C’est l’histoire de Lola Stones, jeune fille visiblement asociale qui souhaite se rendre au bal de fin d’année du lycée avec Brent, un jeune rebelle aux cheveux longs. Mais celui-ci a déjà prévu d’y aller avec sa petite amie, Holly, et décline l’invitation. Mais Lola n’est pas d’accord et va envoyer son père chercher Brent de force. Ils vont passer la soirée ensemble, et à priori Brent n’est pas près de se débarrasser d’elle…

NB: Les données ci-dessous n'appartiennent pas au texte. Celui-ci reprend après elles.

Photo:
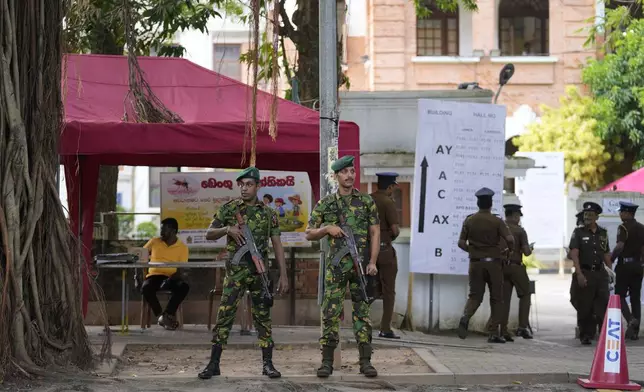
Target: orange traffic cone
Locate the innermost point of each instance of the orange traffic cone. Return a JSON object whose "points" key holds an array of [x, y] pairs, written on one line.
{"points": [[610, 366]]}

Bien qu’on puisse regretter des personnages pas assez creusés, The Loved Ones réussit à nous faire sentir que cette tragédie pourrait se passer n’importe où. Les personnages sont réalistes : pas de mannequins ou de gendres idéaux en vue. On a affaire à des personnages de la vraie vie, qui ont chacun leurs problèmes et qui les gèrent comme ils le peuvent. Brent et sa mère ont la mort du père sur la conscience. La famille Valentine a perdu un fils (soit dit en passant, l’intrigue de la famille Valentine n’apporte pas grand chose au film et ressemble plutôt à une tentative avortée de partir sur un final différent – mais je m’égare). Lola n’arrive pas à se débarrasser de son complexe d’OEdipe. Au final, il n’y a que Holly qui fait figure de sainte dans ce paysage – et c’est bien pour ça qu’elle s’appelle Holly, « sacré » (holy) en Anglais. C’est le personnage qui détone un peu. Mais en bien.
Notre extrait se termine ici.